AP reporter Dave Ammons retired yesterday after 37 years at the Olympia bureau, and since his colleagues in the Capitol press corps are all paying tribute to him, I thought I’d post a little tribute of my own.
Ammons hasn’t always been a popular reporter amongst my fellow progressive activists, largely due to the lavish attention he’s heaped on Tim Eyman over the years, but even if Ammons played a significant role in making Eyman’s public career, I’ve always held a special fondness for him because, well… he made mine too.

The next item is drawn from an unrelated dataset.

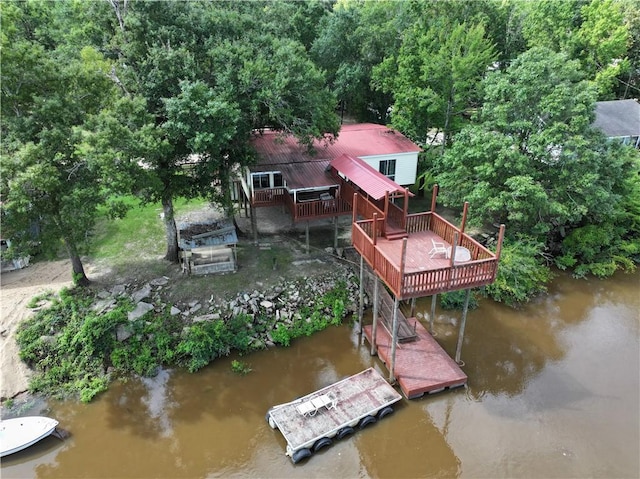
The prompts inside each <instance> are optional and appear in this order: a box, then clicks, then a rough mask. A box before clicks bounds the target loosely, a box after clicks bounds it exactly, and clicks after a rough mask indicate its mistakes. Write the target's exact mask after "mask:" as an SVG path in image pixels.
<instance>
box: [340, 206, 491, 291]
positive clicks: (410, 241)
mask: <svg viewBox="0 0 640 479" xmlns="http://www.w3.org/2000/svg"><path fill="white" fill-rule="evenodd" d="M383 223H384V220H379V219H371V220H362V221H356V222H354V223H353V226H352V229H351V240H352V242H353V245H354V247H355V248H356V250H357V251H358V253H360V254H361V255H362V256H363V258H364V259H365V261H366V262H367V264H368V265H369V266H370V267H371V268H372V269H373V270H374V271H375V272H376V274H378V276H379V277H380V279H382V281H383V282H384V283H385V284H386V285H387V287H388V288H389V290H390V291H391V293H392V294H393V295H394V296H396V297H397V298H398V299H401V300H402V299H409V298H419V297H423V296H431V295H433V294H438V293H443V292H447V291H458V290H462V289H469V288H476V287H479V286H485V285H487V284H491V283H493V281H494V280H495V277H496V273H497V271H498V260H499V252H498V253H495V254H494V253H492V252H491V251H489V250H488V249H486V248H485V247H484V246H482V245H481V244H480V243H478V242H477V241H476V240H474V239H473V238H471V237H470V236H469V235H467V234H465V233H464V232H463V230H460V229H459V228H457V227H455V226H454V225H452V224H451V223H449V222H448V221H446V220H445V219H444V218H442V217H441V216H439V215H438V214H436V213H435V212H425V213H418V214H413V215H409V216H407V221H406V230H407V233H408V237H407V238H406V239H389V238H385V237H384V236H383V235H382V234H381V232H382V231H384V226H383ZM503 231H504V230H503V229H502V228H501V233H500V239H499V241H498V243H499V245H500V244H501V242H502V235H503ZM432 240H435V241H438V242H442V243H445V245H446V246H448V247H453V245H454V244H455V245H456V248H457V247H462V248H464V249H466V250H467V251H468V253H469V255H470V257H471V259H470V260H469V261H464V262H457V261H454V260H453V259H452V258H446V257H444V255H436V256H434V257H433V258H431V257H430V254H429V252H430V251H431V249H432V248H433V243H432ZM405 241H406V246H405Z"/></svg>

It was Rich Roesler at the Spokesman-Review who first broke the story of my initiative to proclaim Tim Eyman a horse’s ass, but it was Ammons’ relentless coverage that drove the story to statewide and even national headlines for months, long after my fifteen minutes of fame should have expired. It was also Ammon’s AP Olympia bureau that, in the weeks following the 2004 gubernatorial election, anointed me “the liberal blogger” when they needed a partisan counterpoint to the sudden (u)SP juggernaut.
Political reporting can be godawful boring, but Ammons had an eye for characters like me and Tim who could catch the public’s attention, and he was matter-of-fact about the role he and his colleagues play in promoting the agendas of the people they cover. One day, a few weeks into the unexpected chaos of the I-831 campaign, my phone rings and the voice at the other end jovially announces, “Hi, it’s Dave Ammons… your personal publicist.” Of course, promoting me and my joke initiative was never the motive behind Ammons’ attentiveness, but unlike some of his more stuffy colleagues, Ammons never seemed shy about the symbiotic relationship between political reporters and their subjects.

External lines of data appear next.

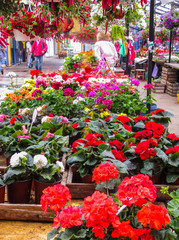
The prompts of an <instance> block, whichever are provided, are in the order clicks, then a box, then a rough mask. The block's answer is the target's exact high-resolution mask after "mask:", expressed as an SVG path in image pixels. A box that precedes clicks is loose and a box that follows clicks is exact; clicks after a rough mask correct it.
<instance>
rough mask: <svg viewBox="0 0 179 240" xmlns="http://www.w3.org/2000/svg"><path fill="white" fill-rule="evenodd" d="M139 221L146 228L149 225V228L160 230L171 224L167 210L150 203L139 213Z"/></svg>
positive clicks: (146, 205) (147, 204) (141, 210)
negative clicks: (168, 224) (170, 222)
mask: <svg viewBox="0 0 179 240" xmlns="http://www.w3.org/2000/svg"><path fill="white" fill-rule="evenodd" d="M137 219H138V221H139V222H141V223H142V225H143V226H144V227H146V226H147V224H149V228H151V229H153V228H155V229H156V230H160V229H161V228H162V226H164V227H165V225H166V224H169V223H170V219H169V217H168V214H167V209H165V208H163V207H162V206H160V205H154V204H152V203H149V204H147V205H145V206H143V207H142V209H141V210H139V211H138V212H137Z"/></svg>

Having a little bit of insight into the sausage factory that is journalism, I have always considered Ammons’ coverage to be fair, even when not particularly balanced, for while the progressive community may rightly complain that our efforts and issues routinely received short shrift compared to Eyman and his follies, it was not Ammons’ bias that was to blame, but rather our failure to give him a good enough story. And in the end, telling a good story is what every genre of writing—even journalism—is really all about.
Best of luck on your new endeavors Dave. And thanks.